Ärzte und Sicherheitskräfte gingen jedoch nicht davon aus, „dass sie ohne konkreten Anlass Dritte gefährden oder verletzen“, hieß es. Der Schutz der Bevölkerung habe aber oberste Priorität. Bürgerinnen und Bürger sind weiterhin gebeten, bei verdächtigen Wahrnehmungen den Polizeinotruf 110 zu wählen.
Ein Patient sei wegen Diebstahlsdelikten, ein weiterer wegen Körperverletzung im Drogenmilieu sowie Diebstahlsdelikten und zwei Patienten wegen Verstößen gegen das Betäubungsmittelgesetz und Körperverletzung im Drogenmilieu verurteilt worden. Bei drei Patienten sei geplant gewesen, den Abbruch der Therapie anzuregen. Beim vierten Patienten sei kein Therapieabbruch vorgesehen gewesen.
Die drei verbliebenen Flüchtigen können wie folgt beschrieben werden:
1. Denis Eler, bosnisch
31 Jahre alt
ca. 88 kg
ca. 178 cm groß
muskulöse/schlanke Statur
Narbe an rechter Augenbraue
schwarze Haare, vermutlich nach hinten gegelt
schwarzer (Voll)Bart
Tattoos: linker Unterarm, rechte Hand, linkes Ohr
Nach bisherigen Erkenntnissen soll Denis Eler ein schwarzes T-Shirt und eine schwarze kurze Hose tragen.
2. Moritz Kühlborn, deutsch
28 Jahre alt
85 kg
ca. 186 cm groß
sportlich, schlanke Statur
rasierte Haare (Glatze)
Kinnbart
Tattoos an beiden Armen/Händen und linker Wade
Nach bisherigen Erkenntnissen soll Moritz Kühlborn ein weißes T-Shirt und schwarze, lange Sporthose tragen.
3. Zeqir Beqiri, kosovarisch
27 Jahre alt
ca. 70 kg
ca. 185 cm groß
normale Statur
lange dunkelblonde/braune Haare zu einem Pferdeschwanz gebunden
Vollbart
Nach bisherigen Erkenntnissen soll Zeqir Beqiri ein schwarzer T-Shirt und eine schwarze Hose tragen.

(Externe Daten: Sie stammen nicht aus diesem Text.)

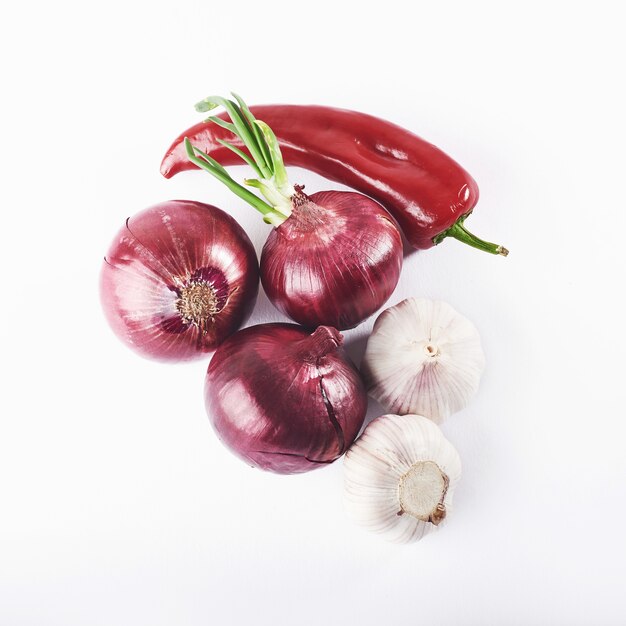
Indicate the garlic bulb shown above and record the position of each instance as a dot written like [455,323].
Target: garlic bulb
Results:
[400,476]
[423,357]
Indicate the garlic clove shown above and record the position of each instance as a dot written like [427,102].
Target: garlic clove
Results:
[423,357]
[400,477]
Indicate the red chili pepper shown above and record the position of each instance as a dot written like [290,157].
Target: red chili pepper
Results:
[428,193]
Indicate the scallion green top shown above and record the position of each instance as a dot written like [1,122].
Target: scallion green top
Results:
[265,159]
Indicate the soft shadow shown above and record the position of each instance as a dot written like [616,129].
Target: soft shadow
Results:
[355,348]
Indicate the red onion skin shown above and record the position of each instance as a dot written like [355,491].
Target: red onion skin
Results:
[335,261]
[158,253]
[284,400]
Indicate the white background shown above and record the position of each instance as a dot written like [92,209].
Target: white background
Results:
[118,504]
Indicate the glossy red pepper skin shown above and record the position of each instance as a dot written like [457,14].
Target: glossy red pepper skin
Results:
[422,187]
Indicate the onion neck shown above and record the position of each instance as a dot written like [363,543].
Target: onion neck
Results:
[263,156]
[322,341]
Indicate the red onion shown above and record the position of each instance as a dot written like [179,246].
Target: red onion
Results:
[178,279]
[334,258]
[334,261]
[285,400]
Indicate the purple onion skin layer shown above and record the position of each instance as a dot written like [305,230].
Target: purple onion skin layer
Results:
[168,255]
[334,261]
[285,400]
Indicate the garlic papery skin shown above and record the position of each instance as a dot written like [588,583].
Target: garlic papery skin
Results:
[400,477]
[423,357]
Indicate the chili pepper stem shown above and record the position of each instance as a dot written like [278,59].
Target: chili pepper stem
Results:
[458,231]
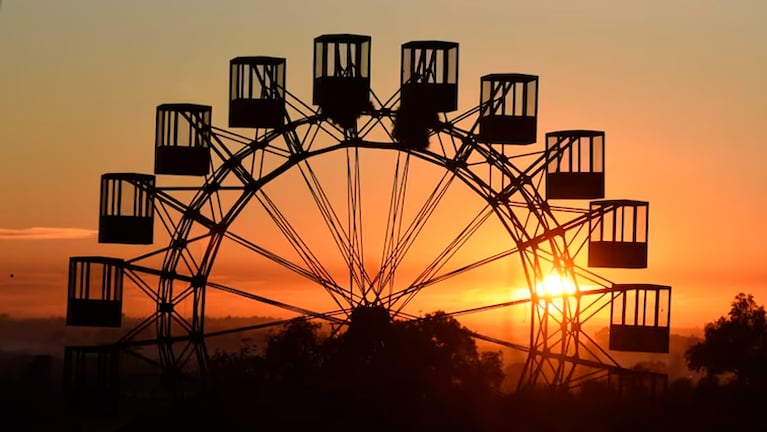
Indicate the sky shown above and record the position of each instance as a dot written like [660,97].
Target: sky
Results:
[677,86]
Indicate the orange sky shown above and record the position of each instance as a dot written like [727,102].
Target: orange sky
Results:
[677,86]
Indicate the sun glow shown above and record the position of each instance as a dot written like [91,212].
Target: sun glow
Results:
[556,285]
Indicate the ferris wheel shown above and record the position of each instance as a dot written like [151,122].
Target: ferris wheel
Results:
[313,211]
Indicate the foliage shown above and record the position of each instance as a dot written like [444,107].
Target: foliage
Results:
[735,344]
[425,372]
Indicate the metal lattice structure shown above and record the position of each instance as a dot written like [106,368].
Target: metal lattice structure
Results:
[352,197]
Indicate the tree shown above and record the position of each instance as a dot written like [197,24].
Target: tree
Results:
[736,345]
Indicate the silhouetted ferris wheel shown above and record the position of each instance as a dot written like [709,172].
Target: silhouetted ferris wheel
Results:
[391,203]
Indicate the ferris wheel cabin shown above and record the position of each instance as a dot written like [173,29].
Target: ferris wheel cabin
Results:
[508,109]
[429,79]
[95,290]
[342,76]
[257,92]
[618,234]
[182,139]
[91,378]
[575,167]
[640,317]
[126,208]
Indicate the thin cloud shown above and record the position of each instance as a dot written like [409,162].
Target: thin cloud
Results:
[46,233]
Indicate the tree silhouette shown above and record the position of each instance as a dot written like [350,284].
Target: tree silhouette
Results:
[423,374]
[736,345]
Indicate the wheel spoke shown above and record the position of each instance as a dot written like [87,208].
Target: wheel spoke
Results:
[329,285]
[427,277]
[341,237]
[271,302]
[403,243]
[315,267]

Von Freigang nicht zurückgekehrt
Einer der Männer habe kurz zuvor einen sogenannten Lockerungsmissbrauch begangen: Er sei von einem Freigang nicht zurückgekehrt und habe von der Polizei aufgegriffen und zurückgebracht werden müssen, erläuterte eine Sprecherin.
BKH-Chefarzt Joachim Nitschke sagte, man sei sich darüber bewusst, dass das Sicherheitsempfinden der Bürgerinnen und Bürger durch die Vorfälle vom Wochenende gelitten habe. „Dafür habe ich Verständnis und bedauere diesen Umstand. Dennoch ist darauf hinzuweisen, dass das BKH Straubing eine sehr sichere Einrichtung ist, bei der es, verglichen mit dem Bundesdurchschnitt, zu sehr wenigen Lockerungsmissbräuchen kommt.„
Nitschke regte an, Regularien zu erarbeiten, um bei einem empfohlenen Therapieabbruch seitens der Klinik Patienten früher in eine Justizvollzugsanstalt verlegen zu können. In diesem Fall hätten die Mitarbeiter den Sicherheitsbestimmungen entsprechend gehandelt.
Auch Bayerns Sozialministerin Ulrike Scharf (CSU) hatte gefordert zu prüfen, „ob in bestimmten Fällen Therapieabbrüche und eine Überstellung in die Justizvollzugsanstalten schneller rechtssicher stattfinden können.“ Vom Maßregelvollzug dürfe keine Gefahr für die Bevölkerung und die Mitarbeiter der Kliniken ausgehen. Die Sicherheitskonzepte in den Einrichtungen müssten bayernweit verschärft und verbessert werden, sagte die Ministerin.
Kritik aus der Landtagsopposition
Deutliche Kritik kam von der Landtags-SPD. Die Ankündigung von Sozialministerin Scharf, nach dem Vorfall alles auf den Prüfstand zu stellen, dürfe nicht “in einem anlassbezogenen Aktionismus verpuffen“, teilte Horst Arnold, SPD-Sprecher für Verfassung, Recht und Parlamentsfragen, mit. Der Fluchtfall müsse schonungslos und selbstkritisch analysiert werden, forderte er und sprach von einem Desaster für die Staatsregierung.
Für zusätzlichen Diskussionsstoff sorgt ein weiterer Fall: Erst am 9. August war ein Insasse des Bezirkskrankenhauses Mainkofen im niederbayerischen Deggendorf geflohen - allerdings während eines begleiteten Freigangs. Insofern seien die Fälle nicht vergleichbar, sagte Nitschke.
Der 24-Jährige aus Mainkofen, der 2022 wegen eines Totschlags verurteilt worden war und als psychisch krank eingestuft ist, entkam seinen Begleitern während eines Kinobesuchs in Plattling. Knapp acht Stunden später wurde er von der Polizei gefasst und in die Klinik zurückgebracht.